Coconut flour is certainly distinct, however it can still be used to make all of your favorites — cookies, pancakes, muffins, cakes, and the like. Most significantly, Healthline indicates that coconut flour absorbs a large amount of liquid. As such, the source advises replacing 1 cup of all-purpose with 1/4-cup of coconut flour, and adding an equal amount of water to the coconut flour used. 

Similarly, you can also incorporate eggs to lighten the texture and set yourself up for success. To do so, separate the whites from the yolks, beat the yolk with the flour, and finally whisk the whites into peaks and add them to the mixture. If you don't have the patience, just be sure to add sufficient eggs and water, and leave the batter to sit for a few minutes to see if it requires additional liquid (via Spiceography).

Where to buy coconut flour

Thanks to the influx in interest for wheat flour alternatives, coconut flour and other substitutes can be found with increasing ease – Costco, Walmart, Target, Whole Foods, and similar large stores will usually carry coconut flour.
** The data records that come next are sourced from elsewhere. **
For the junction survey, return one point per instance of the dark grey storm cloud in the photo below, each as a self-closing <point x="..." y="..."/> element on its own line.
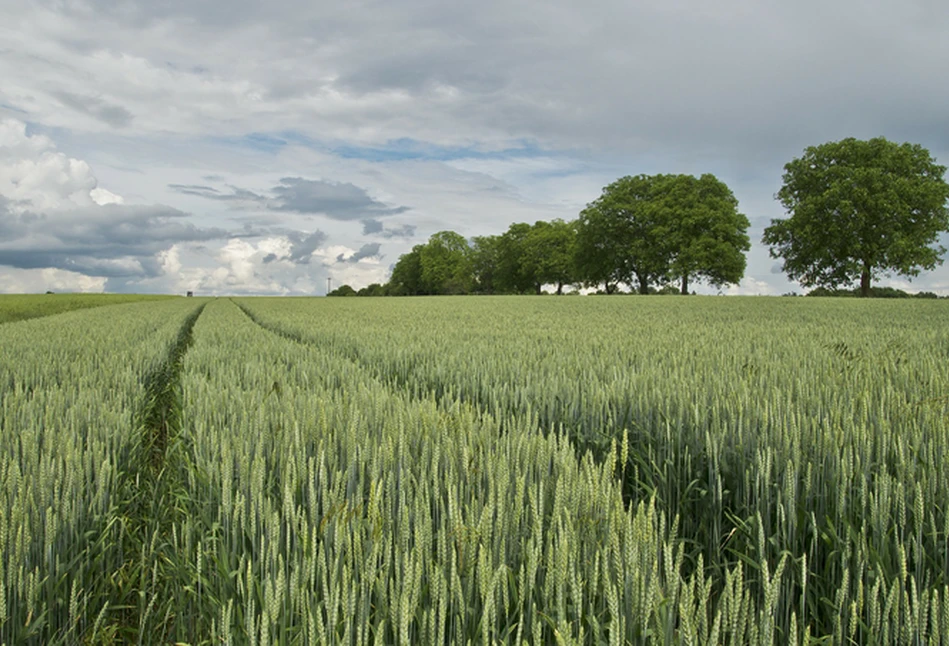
<point x="112" y="240"/>
<point x="336" y="200"/>
<point x="302" y="245"/>
<point x="235" y="195"/>
<point x="370" y="226"/>
<point x="113" y="115"/>
<point x="370" y="250"/>
<point x="377" y="228"/>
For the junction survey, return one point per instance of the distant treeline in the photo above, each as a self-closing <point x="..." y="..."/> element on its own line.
<point x="656" y="233"/>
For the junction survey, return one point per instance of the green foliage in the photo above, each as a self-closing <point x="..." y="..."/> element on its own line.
<point x="706" y="235"/>
<point x="859" y="209"/>
<point x="549" y="253"/>
<point x="618" y="238"/>
<point x="343" y="290"/>
<point x="446" y="264"/>
<point x="645" y="230"/>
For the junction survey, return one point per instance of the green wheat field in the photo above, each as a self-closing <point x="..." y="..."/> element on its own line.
<point x="513" y="470"/>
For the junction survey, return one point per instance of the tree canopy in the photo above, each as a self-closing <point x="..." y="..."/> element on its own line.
<point x="859" y="209"/>
<point x="646" y="230"/>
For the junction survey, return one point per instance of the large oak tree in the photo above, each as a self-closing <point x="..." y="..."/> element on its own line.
<point x="859" y="209"/>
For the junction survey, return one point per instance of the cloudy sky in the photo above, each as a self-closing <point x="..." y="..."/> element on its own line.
<point x="243" y="147"/>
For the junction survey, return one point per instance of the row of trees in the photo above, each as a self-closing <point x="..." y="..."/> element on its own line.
<point x="857" y="210"/>
<point x="646" y="231"/>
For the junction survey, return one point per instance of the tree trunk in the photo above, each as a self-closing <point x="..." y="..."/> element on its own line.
<point x="865" y="281"/>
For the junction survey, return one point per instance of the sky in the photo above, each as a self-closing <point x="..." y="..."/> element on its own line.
<point x="238" y="147"/>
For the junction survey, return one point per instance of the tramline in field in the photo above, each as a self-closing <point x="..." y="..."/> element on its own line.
<point x="493" y="470"/>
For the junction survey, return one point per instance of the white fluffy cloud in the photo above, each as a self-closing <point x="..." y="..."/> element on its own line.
<point x="399" y="120"/>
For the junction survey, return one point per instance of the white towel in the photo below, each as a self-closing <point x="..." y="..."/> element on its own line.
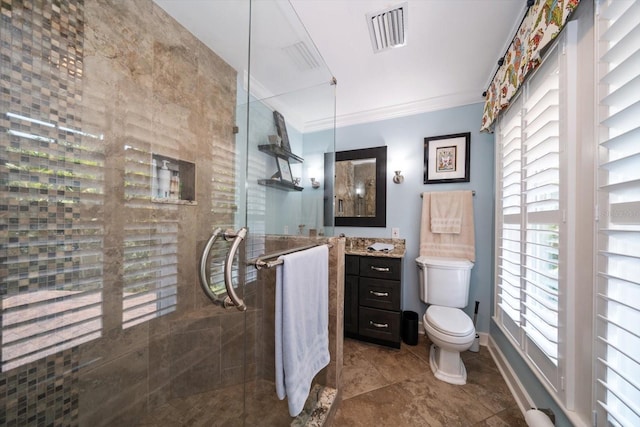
<point x="446" y="211"/>
<point x="302" y="323"/>
<point x="446" y="244"/>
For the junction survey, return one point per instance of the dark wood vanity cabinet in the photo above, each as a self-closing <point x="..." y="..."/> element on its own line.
<point x="373" y="298"/>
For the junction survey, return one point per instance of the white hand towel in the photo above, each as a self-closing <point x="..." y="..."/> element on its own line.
<point x="447" y="244"/>
<point x="447" y="211"/>
<point x="302" y="323"/>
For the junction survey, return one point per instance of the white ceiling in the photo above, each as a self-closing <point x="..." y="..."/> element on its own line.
<point x="449" y="59"/>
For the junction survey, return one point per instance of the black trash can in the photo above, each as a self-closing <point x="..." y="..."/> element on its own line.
<point x="410" y="327"/>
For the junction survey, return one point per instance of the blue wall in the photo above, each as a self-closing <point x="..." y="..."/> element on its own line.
<point x="404" y="138"/>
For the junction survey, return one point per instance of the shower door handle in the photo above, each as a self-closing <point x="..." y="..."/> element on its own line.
<point x="203" y="265"/>
<point x="232" y="298"/>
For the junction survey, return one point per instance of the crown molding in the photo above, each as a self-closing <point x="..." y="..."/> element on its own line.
<point x="395" y="111"/>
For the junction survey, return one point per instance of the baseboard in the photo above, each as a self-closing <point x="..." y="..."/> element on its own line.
<point x="522" y="398"/>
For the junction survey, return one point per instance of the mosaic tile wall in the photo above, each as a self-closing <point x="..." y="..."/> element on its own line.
<point x="50" y="176"/>
<point x="89" y="91"/>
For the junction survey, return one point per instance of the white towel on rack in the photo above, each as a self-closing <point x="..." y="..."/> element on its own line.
<point x="302" y="323"/>
<point x="446" y="244"/>
<point x="447" y="208"/>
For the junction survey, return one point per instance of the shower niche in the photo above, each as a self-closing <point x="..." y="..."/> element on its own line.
<point x="172" y="180"/>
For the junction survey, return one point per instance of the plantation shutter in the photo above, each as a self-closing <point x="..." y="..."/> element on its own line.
<point x="617" y="346"/>
<point x="529" y="218"/>
<point x="510" y="218"/>
<point x="541" y="206"/>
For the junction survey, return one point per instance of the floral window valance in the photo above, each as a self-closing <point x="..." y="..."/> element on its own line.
<point x="542" y="23"/>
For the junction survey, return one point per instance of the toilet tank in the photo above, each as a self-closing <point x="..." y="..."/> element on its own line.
<point x="444" y="281"/>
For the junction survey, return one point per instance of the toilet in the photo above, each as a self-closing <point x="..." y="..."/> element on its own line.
<point x="444" y="286"/>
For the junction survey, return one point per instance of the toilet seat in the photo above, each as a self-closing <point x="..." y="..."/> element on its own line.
<point x="449" y="321"/>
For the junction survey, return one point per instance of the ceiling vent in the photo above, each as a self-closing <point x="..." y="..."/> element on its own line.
<point x="302" y="56"/>
<point x="388" y="28"/>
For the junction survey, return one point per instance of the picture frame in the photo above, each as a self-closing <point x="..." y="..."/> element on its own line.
<point x="447" y="158"/>
<point x="281" y="129"/>
<point x="284" y="169"/>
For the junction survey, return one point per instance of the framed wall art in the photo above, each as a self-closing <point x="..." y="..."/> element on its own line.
<point x="281" y="128"/>
<point x="447" y="158"/>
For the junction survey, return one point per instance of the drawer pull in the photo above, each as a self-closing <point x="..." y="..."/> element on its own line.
<point x="379" y="294"/>
<point x="378" y="325"/>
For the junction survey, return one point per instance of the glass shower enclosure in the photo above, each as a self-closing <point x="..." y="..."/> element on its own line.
<point x="130" y="132"/>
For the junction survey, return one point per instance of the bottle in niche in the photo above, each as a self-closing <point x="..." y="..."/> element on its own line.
<point x="154" y="178"/>
<point x="174" y="186"/>
<point x="164" y="180"/>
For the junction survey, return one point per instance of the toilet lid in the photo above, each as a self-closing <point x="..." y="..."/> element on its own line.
<point x="450" y="321"/>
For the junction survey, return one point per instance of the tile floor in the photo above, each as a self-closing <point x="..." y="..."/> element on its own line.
<point x="390" y="387"/>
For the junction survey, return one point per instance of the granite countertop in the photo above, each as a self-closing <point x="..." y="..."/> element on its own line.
<point x="359" y="245"/>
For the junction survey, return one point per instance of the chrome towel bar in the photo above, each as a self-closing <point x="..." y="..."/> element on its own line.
<point x="261" y="262"/>
<point x="473" y="193"/>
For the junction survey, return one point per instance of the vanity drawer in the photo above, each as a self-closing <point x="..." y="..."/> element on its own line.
<point x="381" y="268"/>
<point x="379" y="324"/>
<point x="352" y="264"/>
<point x="379" y="293"/>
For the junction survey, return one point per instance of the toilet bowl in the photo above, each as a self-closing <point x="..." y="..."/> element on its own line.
<point x="451" y="331"/>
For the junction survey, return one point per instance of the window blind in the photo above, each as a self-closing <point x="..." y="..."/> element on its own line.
<point x="510" y="218"/>
<point x="617" y="341"/>
<point x="529" y="219"/>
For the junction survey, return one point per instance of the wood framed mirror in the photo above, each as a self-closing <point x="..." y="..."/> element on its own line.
<point x="360" y="188"/>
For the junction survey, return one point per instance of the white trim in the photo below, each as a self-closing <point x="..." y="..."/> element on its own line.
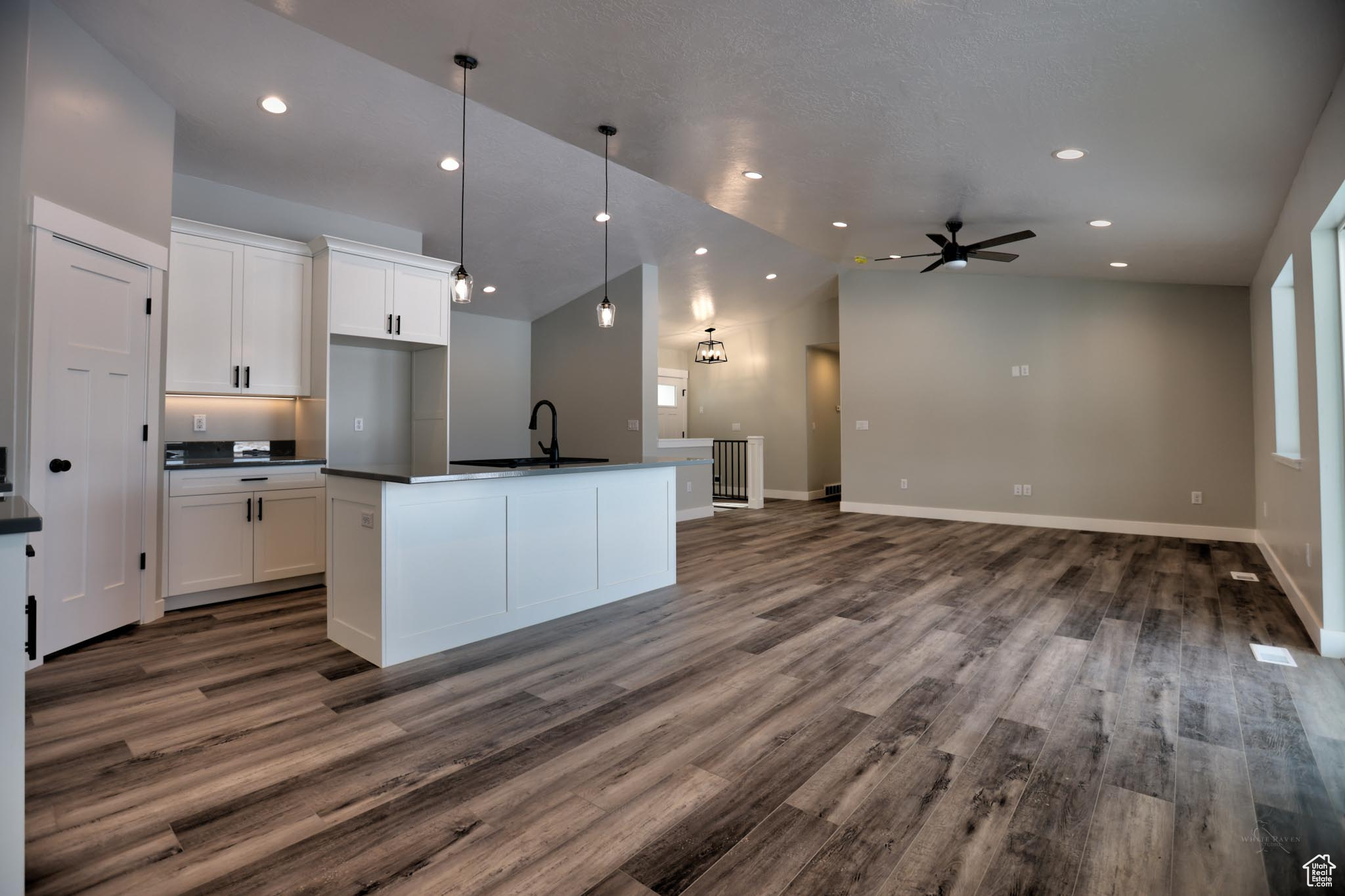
<point x="351" y="247"/>
<point x="1292" y="461"/>
<point x="1126" y="527"/>
<point x="686" y="444"/>
<point x="245" y="237"/>
<point x="97" y="236"/>
<point x="1329" y="643"/>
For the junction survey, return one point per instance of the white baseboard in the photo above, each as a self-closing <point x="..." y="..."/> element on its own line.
<point x="1329" y="643"/>
<point x="1126" y="527"/>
It is generally kept with other flours or near gluten-free replacements, or can also be spotted in the health food aisle. As well, most natural food shops that carry an assortment of flours should stock coconut flour in their selection.

If you're a fan of shopping online, look no further than Amazon or the official site for Bob's Red Mill. Keep in mind that coconut flour bought in bulk might risk cross contamination and should not be considered a safe option if gluten or nut allergies are involved.

If you have the luxury of choice, One Green Planet recommends opting for raw, organic coconut flour as it contains all of the fruit's natural enzymes unlike more processed versions, which might have been bleached. A good sign to identify if it has been thoroughly processed is whether the color is especially white — you'll want to avoid those if you want a more raw version.

Once you've purchased your bag of coconut flour, there's guidelines you should follow to keep it at its maximum freshness. Since coconuts contain plenty of oil, the flour risks developing rancid flavors if it isn't appropriately stored. Well Plated advises to keep it sealed in the fridge for up to six months or in the freezer for 12 months. 

Nutritional information about coconut flour

You don't have to be allergic to gluten, grains, or nuts to enjoy coconut flour. Healthline reports that it's also a nutritive ingredient, containing plenty of fiber, protein, and healthy fats. In fact, the site notes that coconut flour contains ten times more fiber than equal amounts of all-purpose flour, which may help contribute to a healthy heart, digestion, and gut bacteria. Similarly, a 2003 study in The British Journal of Nutrition remarked that the fiber content of coconut products can be associated with a low glycemic index, a measure of how different foods cause a rise in blood sugar. Spiceography notes that this feature alone makes coconut flour a good option for people with diabetes.

Thanks to high levels of protein and fiber, coconut flour contributes to satiation, too, which can assist with weight management. Healthline explains that coconut flour contains medium-chain triglycerides, a type of fat associated with weight loss since it is used by the liver as an immediate energy source. The source notes that it also contains lauric acid, a fat that can reduce plaque in the arteries.

As for micronutrients, Nourished Kitchen reports that this flour is rich in iron, manganese, potassium, and vitamin B, among others. Due to these impressive characteristics, coconut flour has been deemed a functional food and even a superfood in some cases.

While coconut flour is a great option with numerous benefits, Nourished Kitchen indicates that it contains salicyclates, natural chemicals in certain fruits that can cause headaches or eczema in some cases, so it's best to take caution if those ailments might be an issue. Otherwise, coconut flour in many ways is a star ingredient for bakers.